How to prevent 40 per cent of your property portfolio being lost to Inheritance Tax

Successful property investors might find themselves in a situation where the value of their properties is increasing, their mortgages are being paid off and their personal wealth is consistently growing.

This might all sound like a perfect position to be in, but it hides significant consequences for your portfolio if you wish to pass it down to the next generation.

An estate over Nil Rate Band (NRB) of £325,000 is subject to a 40 per cent Inheritance Tax (IHT) upon death. This means that the beneficiaries of those who have property portfolios over this threshold face the prospect of losing almost half of the property and personal wealth that was intended to be passed down.

Assuming you want to pass down as much of your wealth as possible, it might be time to start looking into alternative solutions for the future of your property portfolio.

Which taxes do you have to pay?

An estate valued over £325,000 is liable for IHT. However, there are some further reliefs that can help property owners.

For example, the Residence Nil-Rate Band (RNRB) takes some of the value out of the property in an estate and this is available if you owned a main residence and is passing to your descendants. This is currently set at £175,000 until 5 April 2028. However, if the value of the total estate at date of death is over £2m than for every £2 above this level the RNRB is reduced by a £1.

This means that if your estate value is below £2m, then half a million pounds of your estate will be free of tax.

Passing your portfolio to your spouse

Your spouse will not pay IHT upon receiving your estate. So, passing your property portfolio to them could be a way of legally avoiding taxes.

Passing your entire estate to your spouse on death means that you will double their NRB and RNRB allowance. When both die, the value of the estate that can be passed inheritance tax free is £1 million if the values of both the estates are below £2m at the date of death.

If you decide to split your estate, your spouse will receive the percentage of the NRB that you didn’t use to distribute your estate.
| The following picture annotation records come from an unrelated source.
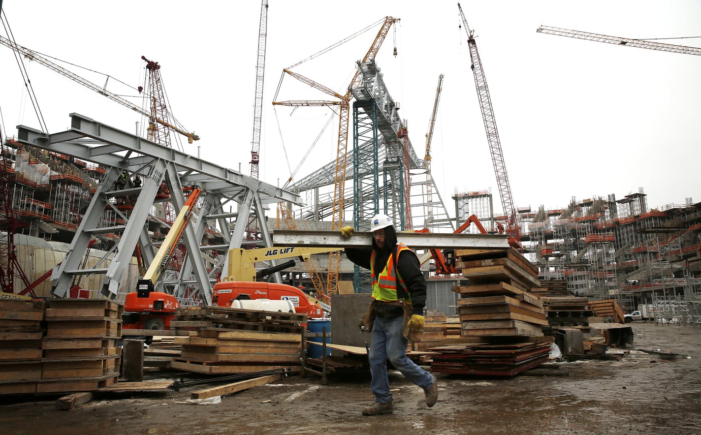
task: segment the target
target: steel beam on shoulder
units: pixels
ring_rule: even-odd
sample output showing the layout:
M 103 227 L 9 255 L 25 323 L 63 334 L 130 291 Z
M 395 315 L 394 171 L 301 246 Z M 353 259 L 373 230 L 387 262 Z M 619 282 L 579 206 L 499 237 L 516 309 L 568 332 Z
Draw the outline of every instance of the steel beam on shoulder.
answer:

For example, if you used 40 per cent of your NRB to give your children a gift of £130,000, your spouse would be entitled to 60 per cent of your NRB on top of their own. They would therefore be entitled to pass down £520,000 (100 per cent = £325,000 + 60 per cent = £520,000) IHT free.

Gifting your portfolio

Giving your property portfolio away as a gift means that, whilst you may avoid IHT in some cases where the gift is made seven or more years prior to death, you will usually have to pay Capital Gains Tax (CGT) because gifting the property is regarded as a disposal for capital gains. In addition, if there is a loan than with the gifted property there will be a stamp duty charge to pay.

Whilst no one can predict the date of their own death, they can reduce the inheritance tax bill and be able to take full advantage of RNRB if the right actions are taken.